Re: Brokerage accounts identity theft and life savings
Mudpuppy wrote:It is not effective against a keystroke logger either. The logger will record the set of characters used for the password. It's simply a matter of determining the permutation. In the example given, there are 7 tokens to rearrange in the correct order. That is 7!, or 5040, permutations. Assuming one can try 3 passwords per hour on a live website because the account gets locked out for an hour after 3 wrong passwords, then all of the 5040 permutations could be tried in 70 days. If the site's password attempt policy allowed 6 wrong passwords before locking out or only locked out for 30 minutes, then they could determine the password in a month. And the attacker could randomly luck out and land on the correct permutation much sooner than the maximum brute force time.Dulocracy wrote:It is not effective against all malware/spyware programs. The most common (and most commonly used by people you know) is a keystroke logger. That is, the interception point is the striking of the key, not mining data from https sites. It is easier to hack an individual's computer than to hack in the process, and keystroke logging is one of the easiest ways. It is not effective if they have hacked the website (as the website does not have access to your keystrokes, but to the actual data). Again, it will not prevent all kinds of cybercrime, but it does deter one major type. (As an attorney, I learned a lot more about this than I thought I ever would because of cases wherein such tactics were implemented.)MattS wrote:I don't think this is effective: most spyware looks directly at the form fields on the page, so cutting and pasting does not help.Dulocracy wrote:One way to fight this is to put your password in out of order. That is: My password is MyPassword1234. I would then put the numbers in out of order.

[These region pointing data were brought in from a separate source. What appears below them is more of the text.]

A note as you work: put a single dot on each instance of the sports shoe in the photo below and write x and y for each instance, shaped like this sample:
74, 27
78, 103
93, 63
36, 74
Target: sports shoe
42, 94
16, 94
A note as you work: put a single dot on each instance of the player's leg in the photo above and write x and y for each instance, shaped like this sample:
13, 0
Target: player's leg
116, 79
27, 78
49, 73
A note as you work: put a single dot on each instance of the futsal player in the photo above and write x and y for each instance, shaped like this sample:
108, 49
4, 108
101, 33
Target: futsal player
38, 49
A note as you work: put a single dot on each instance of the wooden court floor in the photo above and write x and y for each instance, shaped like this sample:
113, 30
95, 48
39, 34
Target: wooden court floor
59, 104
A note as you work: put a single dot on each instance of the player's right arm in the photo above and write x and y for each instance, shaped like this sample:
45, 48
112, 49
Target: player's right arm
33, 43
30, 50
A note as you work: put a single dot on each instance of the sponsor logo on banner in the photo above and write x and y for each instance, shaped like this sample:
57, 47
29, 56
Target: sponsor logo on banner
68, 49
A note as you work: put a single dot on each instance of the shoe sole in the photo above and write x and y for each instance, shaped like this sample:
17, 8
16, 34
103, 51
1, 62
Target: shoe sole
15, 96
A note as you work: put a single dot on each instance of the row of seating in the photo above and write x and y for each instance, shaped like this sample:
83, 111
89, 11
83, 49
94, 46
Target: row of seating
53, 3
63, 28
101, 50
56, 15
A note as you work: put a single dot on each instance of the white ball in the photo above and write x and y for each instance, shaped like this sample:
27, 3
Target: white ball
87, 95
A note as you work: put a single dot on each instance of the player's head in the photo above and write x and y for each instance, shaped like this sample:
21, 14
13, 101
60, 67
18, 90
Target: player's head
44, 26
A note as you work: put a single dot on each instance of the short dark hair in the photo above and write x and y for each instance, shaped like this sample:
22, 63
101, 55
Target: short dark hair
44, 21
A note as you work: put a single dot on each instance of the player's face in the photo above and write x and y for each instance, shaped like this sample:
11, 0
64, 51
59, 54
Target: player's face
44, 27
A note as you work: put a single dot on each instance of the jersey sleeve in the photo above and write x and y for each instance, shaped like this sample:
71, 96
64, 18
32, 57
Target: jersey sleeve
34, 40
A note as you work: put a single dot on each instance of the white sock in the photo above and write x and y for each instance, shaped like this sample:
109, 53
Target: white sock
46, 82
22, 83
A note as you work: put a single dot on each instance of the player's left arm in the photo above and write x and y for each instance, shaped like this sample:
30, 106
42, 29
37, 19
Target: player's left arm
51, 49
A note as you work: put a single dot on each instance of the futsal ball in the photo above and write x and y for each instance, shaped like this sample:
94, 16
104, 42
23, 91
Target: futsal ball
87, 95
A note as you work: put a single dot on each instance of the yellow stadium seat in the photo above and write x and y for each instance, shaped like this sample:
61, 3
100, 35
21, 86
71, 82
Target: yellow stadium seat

It is much better to employ practices to avoid getting keyloggers in the first place.
I agree that it is better to avoid keyloggers in the first place, and I agree that it is easier to decipher the permutations when there are fewer of them. It does not hurt, however, to add a step for the bad guys. Would you rather that they have to try the permutations or to simply have the password. Many sites shut down after three bad guesses. It is amazing how often friends and family members are the ones to blame for theft. At work, an employee uses a keylogger to gain info. At home, the son with a drug problem gets the password. The above method would make it much harder for them. Even with a stranger with all sorts of programs, the security feature of the website that shuts access after 3 tries makes the 5040 permutations a lot harder to work. Will a hacker with lots of passwords and lots of crime to do go through the extra steps or move to the next password? No system is perfect. The idea is to add as many steps as possible. Many hacker types will grab the low hanging fruit and move on.
I'm not a financial professional. Post is info only & not legal advice. No attorney-client relationship exists with reader. Scrutinize my ideas as if you spoke with a guy at a bar. I may be wrong.